CALLIGRAPHIE ET FUJI-SAN

HARU ASAKAÏDO et le silence inaltérable du blanc de céruse (épisode 07)

Pour sa part, Haru avait commencé une aquarelle qui ravissait Kira. Celle-ci passait des matinées entières, allongée sur une couche aménagée spécialement pour elle, juste en face de la table basse de son amie. La pièce était entièrement recouverte de tatamis : une série de natte rectangulaire en paille de riz et de jonc tressé. Toujours discrètement, Haru y pénétrait discrètement par le shoji, une porte coulissante qui servait aussi de « rideau » de fenêtre. Le shoji de la chambre atelier de Kira était constitué d’un panneau comportant des lattes de bois horizontales et verticales formant ainsi des carrés sur lequel était collé le papier. Cela empêchait que la lumière du soleil n’entrât directement au cœur de l’atelier, procurant une lumière douce et indirecte dans la pièce. À mi-voix, elle lui parlait régulièrement, sans perturber son travail gracieux et silencieux.

Haru avait déjà représenté de nombreuses facettes du Fuji-San, en toutes saisons, sous différents angles et en y associant, à son pied, des scènes de la vie quotidienne. Le rose fondu au bleu intense du ciel captait le regard fiévreux de Kira. Toutes ses pensées se déplaçaient vers son hôte sans laisser de traces tant elles étaient légères et sensibles. Haru les recevait tendrement et les laissait parcourir jusque dans son poignet qu’elle articulait tout en douceur, assurant l’efficacité et la précision des traits.

Avec toute la délicatesse d’une calligraphe talentueuse, elle savait mélanger parfaitement les « kanji » servant à écrire les noms, le radical des verbes, les qualificatifs et les « katakana » pour l’écriture des mots d’origine étrangère ou encore les « hiragama », les syllabes de base.
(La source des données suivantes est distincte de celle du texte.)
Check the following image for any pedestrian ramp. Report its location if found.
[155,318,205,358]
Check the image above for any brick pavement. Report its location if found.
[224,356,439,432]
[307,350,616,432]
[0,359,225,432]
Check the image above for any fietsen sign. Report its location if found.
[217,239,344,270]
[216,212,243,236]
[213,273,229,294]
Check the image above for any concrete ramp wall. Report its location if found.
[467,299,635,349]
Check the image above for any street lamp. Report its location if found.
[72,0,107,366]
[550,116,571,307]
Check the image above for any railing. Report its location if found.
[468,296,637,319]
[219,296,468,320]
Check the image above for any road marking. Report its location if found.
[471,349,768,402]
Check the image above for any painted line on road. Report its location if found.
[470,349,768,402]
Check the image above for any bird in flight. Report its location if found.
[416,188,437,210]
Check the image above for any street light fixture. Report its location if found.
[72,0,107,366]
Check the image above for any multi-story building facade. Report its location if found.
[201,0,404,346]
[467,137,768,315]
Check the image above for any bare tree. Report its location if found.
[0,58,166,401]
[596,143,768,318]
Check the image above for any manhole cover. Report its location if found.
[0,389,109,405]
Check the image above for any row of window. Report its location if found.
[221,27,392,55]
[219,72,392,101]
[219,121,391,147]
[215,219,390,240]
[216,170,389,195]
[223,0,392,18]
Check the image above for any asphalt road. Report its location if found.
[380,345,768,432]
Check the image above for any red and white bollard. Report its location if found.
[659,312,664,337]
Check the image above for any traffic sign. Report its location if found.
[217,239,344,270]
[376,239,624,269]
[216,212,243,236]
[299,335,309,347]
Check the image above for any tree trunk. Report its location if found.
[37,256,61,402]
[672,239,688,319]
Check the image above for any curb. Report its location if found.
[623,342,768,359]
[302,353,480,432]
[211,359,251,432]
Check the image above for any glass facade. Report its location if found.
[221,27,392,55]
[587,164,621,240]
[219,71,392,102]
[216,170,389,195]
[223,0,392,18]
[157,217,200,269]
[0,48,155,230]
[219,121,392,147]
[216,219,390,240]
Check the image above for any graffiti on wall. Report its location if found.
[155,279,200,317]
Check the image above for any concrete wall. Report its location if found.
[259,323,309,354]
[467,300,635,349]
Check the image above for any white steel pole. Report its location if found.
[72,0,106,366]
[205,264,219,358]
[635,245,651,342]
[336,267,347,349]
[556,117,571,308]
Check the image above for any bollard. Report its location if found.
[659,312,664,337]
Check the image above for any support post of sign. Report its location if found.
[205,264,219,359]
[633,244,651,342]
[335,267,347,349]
Sans cesse, Haru recherchait dans la calligraphie un nouvel horizon, un style tout à fait personnel. Elle commentait ses dessins, poussait la créativité jusqu’à utiliser une variété de matières et de supports révélant ainsi toute son énergie et ses pensées fécondes d’inspiration. Elle vouait un véritable culte artistique aux quatre trésors de la lettrée qu’elle avait su développer en elle : le pinceau, l’encre, la pierre à encre et le papier. Il fallait la voir préparer une action de calligraphie. C’était une véritable cérémonie. Avant d’utiliser un nouveau pinceau, elle le lavait délicatement pour éliminer la colle, ensuite l’essuyait légèrement. Haru préférait les pinceaux en forme de feuille de saule car leurs poils pouvaient contenir beaucoup d’encre et donnaient des tracés très longs avec des variations de traits à l’infini. Curieusement, elle avait fait fabriquer quelques pinceaux à l’aide de cheveux que sa mère avait coupés et conservés lorsqu’elle était encore un bébé. C’étaient une façon traditionnelle de souhaiter une longue vie de bonheur à un enfant. La souplesse et la finesse de ces outils originaux et précieux n’avaient d’équivalents que la grâce de l’artiste Asakaido !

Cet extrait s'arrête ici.